In Apache Spark, where is "SPARK_HOME/launcher/target/scala-2.13" and how can I use it?

266 Views Asked by At

When I launch a Spark program in local-cluster mode, I got the following error:


17:45:33.930 [ExecutorRunner for app-20231004174533-0000/0] ERROR org.apache.spark.deploy.worker.ExecutorRunner - Error running executor
java.lang.IllegalStateException: Cannot find any build directories.
    at org.apache.spark.launcher.CommandBuilderUtils.checkState(CommandBuilderUtils.java:228) ~[spark-launcher_2.13-3.5.0.jar:3.5.0]
    at org.apache.spark.launcher.AbstractCommandBuilder.getScalaVersion(AbstractCommandBuilder.java:241) ~[spark-launcher_2.13-3.5.0.jar:3.5.0]
    at org.apache.spark.launcher.AbstractCommandBuilder.buildClassPath(AbstractCommandBuilder.java:195) ~[spark-launcher_2.13-3.5.0.jar:3.5.0]
    at org.apache.spark.launcher.AbstractCommandBuilder.buildJavaCommand(AbstractCommandBuilder.java:118) ~[spark-launcher_2.13-3.5.0.jar:3.5.0]
    at org.apache.spark.launcher.WorkerCommandBuilder.buildCommand(WorkerCommandBuilder.scala:39) ~[spark-core_2.13-3.5.0.jar:3.5.0]
    at org.apache.spark.launcher.WorkerCommandBuilder.buildCommand(WorkerCommandBuilder.scala:45) ~[spark-core_2.13-3.5.0.jar:3.5.0]
    at org.apache.spark.deploy.worker.CommandUtils$.buildCommandSeq(CommandUtils.scala:63) ~[spark-core_2.13-3.5.0.jar:3.5.0]
    at org.apache.spark.deploy.worker.CommandUtils$.buildProcessBuilder(CommandUtils.scala:51) ~[spark-core_2.13-3.5.0.jar:3.5.0]
    at org.apache.spark.deploy.worker.ExecutorRunner.org$apache$spark$deploy$worker$ExecutorRunner$$fetchAndRunExecutor(ExecutorRunner.scala:160) [spark-core_2.13-3.5.0.jar:3.5.0]
    at org.apache.spark.deploy.worker.ExecutorRunner$$anon$1.run(ExecutorRunner.scala:80) [spark-core_2.13-3.5.0.jar:3.5.0]

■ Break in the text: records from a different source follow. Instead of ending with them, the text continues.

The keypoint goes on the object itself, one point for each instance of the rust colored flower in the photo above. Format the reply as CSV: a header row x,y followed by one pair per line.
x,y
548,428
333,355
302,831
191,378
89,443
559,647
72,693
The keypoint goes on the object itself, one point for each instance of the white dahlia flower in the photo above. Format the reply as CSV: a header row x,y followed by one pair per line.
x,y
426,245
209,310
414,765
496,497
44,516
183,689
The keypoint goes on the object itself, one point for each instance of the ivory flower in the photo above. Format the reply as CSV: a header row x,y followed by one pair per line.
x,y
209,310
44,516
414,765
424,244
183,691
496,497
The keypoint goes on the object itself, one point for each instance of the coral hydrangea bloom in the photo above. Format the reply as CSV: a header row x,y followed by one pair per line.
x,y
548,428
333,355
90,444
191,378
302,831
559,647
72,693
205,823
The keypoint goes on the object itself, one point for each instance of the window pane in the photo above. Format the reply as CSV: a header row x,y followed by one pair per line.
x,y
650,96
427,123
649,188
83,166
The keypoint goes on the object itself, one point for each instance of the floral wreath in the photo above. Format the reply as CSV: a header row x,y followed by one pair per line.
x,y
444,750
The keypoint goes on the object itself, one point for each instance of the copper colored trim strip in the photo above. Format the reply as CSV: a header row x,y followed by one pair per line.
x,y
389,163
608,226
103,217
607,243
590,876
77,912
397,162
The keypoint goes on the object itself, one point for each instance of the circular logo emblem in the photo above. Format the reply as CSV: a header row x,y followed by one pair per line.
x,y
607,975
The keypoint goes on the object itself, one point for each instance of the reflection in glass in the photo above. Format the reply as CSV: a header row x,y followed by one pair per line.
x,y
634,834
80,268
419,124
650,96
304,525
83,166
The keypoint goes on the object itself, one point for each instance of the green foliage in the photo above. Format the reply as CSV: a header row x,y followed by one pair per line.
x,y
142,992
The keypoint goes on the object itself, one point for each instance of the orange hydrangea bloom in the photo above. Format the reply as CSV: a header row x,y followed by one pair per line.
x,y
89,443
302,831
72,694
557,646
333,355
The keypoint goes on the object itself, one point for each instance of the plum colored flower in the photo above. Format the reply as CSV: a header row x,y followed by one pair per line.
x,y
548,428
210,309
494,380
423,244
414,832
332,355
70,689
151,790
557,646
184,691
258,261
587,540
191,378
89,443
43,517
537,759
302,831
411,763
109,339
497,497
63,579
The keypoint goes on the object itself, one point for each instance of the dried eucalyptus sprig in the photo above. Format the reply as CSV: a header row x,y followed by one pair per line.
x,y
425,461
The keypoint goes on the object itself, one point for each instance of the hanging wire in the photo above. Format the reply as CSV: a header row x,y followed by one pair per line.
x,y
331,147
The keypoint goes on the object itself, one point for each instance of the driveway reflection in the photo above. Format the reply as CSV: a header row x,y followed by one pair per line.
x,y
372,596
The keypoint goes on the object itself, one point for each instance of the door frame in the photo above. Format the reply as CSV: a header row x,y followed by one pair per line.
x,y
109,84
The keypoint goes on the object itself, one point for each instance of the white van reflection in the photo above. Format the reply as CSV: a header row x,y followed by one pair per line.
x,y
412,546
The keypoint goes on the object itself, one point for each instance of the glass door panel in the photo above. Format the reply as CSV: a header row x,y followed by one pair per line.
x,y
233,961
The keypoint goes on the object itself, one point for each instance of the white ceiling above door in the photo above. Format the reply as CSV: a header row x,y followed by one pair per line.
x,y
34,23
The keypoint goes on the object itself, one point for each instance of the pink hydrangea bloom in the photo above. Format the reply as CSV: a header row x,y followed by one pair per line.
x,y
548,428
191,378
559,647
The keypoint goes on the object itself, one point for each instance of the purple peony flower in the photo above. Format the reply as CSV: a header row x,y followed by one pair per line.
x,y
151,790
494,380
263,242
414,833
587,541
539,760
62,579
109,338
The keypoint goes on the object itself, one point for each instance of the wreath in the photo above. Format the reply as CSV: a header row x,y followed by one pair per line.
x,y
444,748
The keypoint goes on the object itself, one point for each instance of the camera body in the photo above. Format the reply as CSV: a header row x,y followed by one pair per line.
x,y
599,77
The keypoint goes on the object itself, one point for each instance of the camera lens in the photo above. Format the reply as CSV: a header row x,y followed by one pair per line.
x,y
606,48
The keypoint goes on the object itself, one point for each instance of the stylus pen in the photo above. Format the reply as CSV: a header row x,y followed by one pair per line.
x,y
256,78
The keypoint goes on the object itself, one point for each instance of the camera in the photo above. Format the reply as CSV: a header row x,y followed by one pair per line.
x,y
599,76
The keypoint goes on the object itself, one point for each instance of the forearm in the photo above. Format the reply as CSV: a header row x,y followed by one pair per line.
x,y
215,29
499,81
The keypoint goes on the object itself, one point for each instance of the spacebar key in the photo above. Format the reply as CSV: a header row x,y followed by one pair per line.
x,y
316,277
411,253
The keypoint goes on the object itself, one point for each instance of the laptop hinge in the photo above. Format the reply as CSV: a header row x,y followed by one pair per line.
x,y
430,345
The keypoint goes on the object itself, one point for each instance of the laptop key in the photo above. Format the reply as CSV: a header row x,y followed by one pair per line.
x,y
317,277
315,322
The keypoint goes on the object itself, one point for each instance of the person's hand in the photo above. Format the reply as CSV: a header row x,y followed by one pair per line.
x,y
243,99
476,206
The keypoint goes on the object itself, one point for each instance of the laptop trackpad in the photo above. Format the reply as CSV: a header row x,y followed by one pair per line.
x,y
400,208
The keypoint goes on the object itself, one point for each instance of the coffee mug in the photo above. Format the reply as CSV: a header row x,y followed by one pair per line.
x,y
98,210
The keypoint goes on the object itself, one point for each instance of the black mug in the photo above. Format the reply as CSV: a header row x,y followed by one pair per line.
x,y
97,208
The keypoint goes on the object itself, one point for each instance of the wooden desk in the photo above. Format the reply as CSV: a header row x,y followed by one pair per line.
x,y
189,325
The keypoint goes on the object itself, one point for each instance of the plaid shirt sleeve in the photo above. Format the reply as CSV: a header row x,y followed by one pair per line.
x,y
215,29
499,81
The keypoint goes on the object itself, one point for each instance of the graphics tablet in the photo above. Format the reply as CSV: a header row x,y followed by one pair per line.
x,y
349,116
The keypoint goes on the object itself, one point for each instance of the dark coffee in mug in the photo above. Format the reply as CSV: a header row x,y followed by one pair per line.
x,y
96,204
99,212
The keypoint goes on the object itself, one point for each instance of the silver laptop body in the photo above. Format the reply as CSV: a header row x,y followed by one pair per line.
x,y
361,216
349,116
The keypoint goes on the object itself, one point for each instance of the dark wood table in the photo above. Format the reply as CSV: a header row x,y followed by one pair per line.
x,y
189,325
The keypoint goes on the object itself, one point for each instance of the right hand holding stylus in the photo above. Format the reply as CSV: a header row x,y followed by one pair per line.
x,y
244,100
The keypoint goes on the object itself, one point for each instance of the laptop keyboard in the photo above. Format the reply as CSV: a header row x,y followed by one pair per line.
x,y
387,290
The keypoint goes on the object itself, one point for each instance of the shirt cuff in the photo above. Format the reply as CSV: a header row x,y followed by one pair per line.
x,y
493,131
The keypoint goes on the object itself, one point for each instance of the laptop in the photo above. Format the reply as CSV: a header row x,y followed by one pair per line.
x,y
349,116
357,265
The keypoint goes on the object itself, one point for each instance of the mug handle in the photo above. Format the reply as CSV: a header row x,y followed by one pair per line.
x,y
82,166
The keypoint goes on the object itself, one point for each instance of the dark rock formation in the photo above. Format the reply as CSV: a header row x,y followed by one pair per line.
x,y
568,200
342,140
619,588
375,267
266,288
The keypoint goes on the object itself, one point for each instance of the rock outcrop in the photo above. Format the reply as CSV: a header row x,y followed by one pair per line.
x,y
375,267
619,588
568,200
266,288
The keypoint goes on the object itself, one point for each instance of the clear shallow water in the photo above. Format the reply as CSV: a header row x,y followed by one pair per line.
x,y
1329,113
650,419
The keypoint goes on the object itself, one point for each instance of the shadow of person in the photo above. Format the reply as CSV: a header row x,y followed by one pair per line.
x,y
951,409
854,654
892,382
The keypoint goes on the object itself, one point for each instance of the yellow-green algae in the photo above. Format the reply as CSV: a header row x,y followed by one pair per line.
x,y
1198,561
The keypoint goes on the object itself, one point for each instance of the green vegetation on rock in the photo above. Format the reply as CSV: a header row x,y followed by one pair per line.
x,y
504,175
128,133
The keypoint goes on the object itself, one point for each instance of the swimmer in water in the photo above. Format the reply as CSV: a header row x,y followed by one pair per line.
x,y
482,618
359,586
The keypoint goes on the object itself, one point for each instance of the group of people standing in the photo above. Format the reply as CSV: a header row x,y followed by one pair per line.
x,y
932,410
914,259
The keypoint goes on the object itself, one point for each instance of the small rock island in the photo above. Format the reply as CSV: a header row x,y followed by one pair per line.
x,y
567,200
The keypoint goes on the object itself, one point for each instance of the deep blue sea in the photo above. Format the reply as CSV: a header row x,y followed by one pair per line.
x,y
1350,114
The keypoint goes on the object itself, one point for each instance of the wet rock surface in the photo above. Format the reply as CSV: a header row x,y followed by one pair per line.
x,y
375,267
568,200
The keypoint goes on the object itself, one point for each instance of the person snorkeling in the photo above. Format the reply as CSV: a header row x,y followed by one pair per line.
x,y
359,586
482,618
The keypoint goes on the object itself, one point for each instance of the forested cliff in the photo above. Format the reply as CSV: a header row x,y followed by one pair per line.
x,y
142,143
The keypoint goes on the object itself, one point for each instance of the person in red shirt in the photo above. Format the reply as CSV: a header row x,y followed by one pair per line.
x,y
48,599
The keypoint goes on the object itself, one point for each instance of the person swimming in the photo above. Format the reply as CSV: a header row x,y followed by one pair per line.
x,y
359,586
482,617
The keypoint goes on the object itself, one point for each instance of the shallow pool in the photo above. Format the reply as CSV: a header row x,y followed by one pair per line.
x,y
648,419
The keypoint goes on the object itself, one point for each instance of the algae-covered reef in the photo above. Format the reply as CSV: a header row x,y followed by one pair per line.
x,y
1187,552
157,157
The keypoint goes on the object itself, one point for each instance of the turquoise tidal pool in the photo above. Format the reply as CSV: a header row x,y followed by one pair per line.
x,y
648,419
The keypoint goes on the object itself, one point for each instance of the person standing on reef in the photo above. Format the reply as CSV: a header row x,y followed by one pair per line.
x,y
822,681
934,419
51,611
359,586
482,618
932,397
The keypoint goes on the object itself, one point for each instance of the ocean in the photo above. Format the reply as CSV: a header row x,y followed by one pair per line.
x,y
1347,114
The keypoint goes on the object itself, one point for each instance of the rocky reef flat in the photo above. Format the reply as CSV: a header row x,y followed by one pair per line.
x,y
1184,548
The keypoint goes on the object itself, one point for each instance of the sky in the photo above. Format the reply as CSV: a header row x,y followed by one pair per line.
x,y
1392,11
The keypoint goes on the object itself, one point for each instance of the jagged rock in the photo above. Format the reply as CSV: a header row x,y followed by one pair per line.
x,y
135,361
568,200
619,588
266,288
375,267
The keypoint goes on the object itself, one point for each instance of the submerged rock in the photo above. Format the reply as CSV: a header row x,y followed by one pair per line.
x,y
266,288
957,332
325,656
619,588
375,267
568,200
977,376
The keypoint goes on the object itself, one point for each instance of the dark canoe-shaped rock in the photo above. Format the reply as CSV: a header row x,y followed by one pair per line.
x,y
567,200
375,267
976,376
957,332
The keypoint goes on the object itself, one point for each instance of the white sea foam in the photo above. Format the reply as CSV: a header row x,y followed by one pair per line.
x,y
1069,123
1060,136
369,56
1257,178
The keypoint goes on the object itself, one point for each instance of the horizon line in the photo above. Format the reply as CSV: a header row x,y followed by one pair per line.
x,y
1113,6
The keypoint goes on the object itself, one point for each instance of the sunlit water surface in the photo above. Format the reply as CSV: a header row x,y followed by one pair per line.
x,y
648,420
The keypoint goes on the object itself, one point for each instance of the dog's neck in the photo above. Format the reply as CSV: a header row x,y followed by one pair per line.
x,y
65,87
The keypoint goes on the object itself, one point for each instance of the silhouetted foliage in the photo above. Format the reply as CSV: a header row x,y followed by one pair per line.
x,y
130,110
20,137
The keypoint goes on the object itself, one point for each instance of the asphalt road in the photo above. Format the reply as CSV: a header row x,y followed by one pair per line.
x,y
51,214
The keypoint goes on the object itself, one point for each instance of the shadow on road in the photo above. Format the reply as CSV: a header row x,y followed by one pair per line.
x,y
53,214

Analyzing source code of Spark leads to the following code snippets that causes the error:

(the following are part of Spark 3.5.0 source code: AbstractCommandBuilder.scala, line 227)


  String getScalaVersion() {
    String scala = getenv("SPARK_SCALA_VERSION");
    if (scala != null) {
      return scala;
    }
    String sparkHome = getSparkHome();
    File scala213 = new File(sparkHome, "launcher/target/scala-2.13");
    checkState(scala213.isDirectory(), "Cannot find any build directories.");
    return "2.13";
    // ...
  }

The intention of this function is to ensure the existence of "SPARK_HOME/launcher/target/scala-2.13" to ensure that the deployed Spark is compiled using the same Scala version. Unfortunately, this directory only exists on Spark project, the binary version of Spark doesn't have it:

enter image description here

Should this function be improved to be compatible with both distributions?

UPDATE 1: Thanks a lot for Anish's suggestion that Spark distribution doesn't contain Scala binary. But in fact they do:

enter image description here

This could be a more reliable evidence to determine Scala version, but at this moment, it wasn't used.

2

There are 2 best solutions below

3
VonC On

The Spark code at org.apache.spark.launcher.AbstractCommandBuilder#getScalaVersion() commes from commit 2da6d1a and PR 43125, with PR SPARK-32434 before that.

That seems pretty much hard-coded, which means before launching your Spark application, you need to set the SPARK_SCALA_VERSION environment variable to the Scala version you are using. That should bypass the directory check that is failing in getScalaVersion().

9
Anish B. On

I'm not sure what you did but I didn't face any issue while running spark.

To be precise, you have to select Apache Spark Binary which contains scala libraries and that comes with spark-3.5.0-bin-hadoop3-scala2.13.tgz file.

Note: I don't have scala installed.

enter image description here

Step - by - Step process on how it was working on my local.

  1. Go to https://spark.apache.org/downloads.html :

    • Choose a Spark release: 3.5.0 (Sep 13 2023)
    • Choose a package type: Pre-built for Apache Hadoop 3.3 and later (Scala 2.13) from the dropdown.
  2. Click on Download Spark: spark-3.5.0-bin-hadoop3-scala2.13.tgz

  3. After downloading, extract it on your local and it will show contents like this given below

enter image description here

  1. Now, open the terminal from /bin folder.

  2. Execute the command ./spark-shell --master local to run cluster mode locally. It will work

Screenshot:

enter image description here

To verify whether or not it's running in local mode, enter sc.isLocal in scala terminal as shown in the screenshot.

Note: Spark 3.5.0 binary is pre-packaged with Scala libraries. So, it shouldn't throw that error.

Go the /jars directory and you have all of your scala libraries there.

enter image description here

That's all.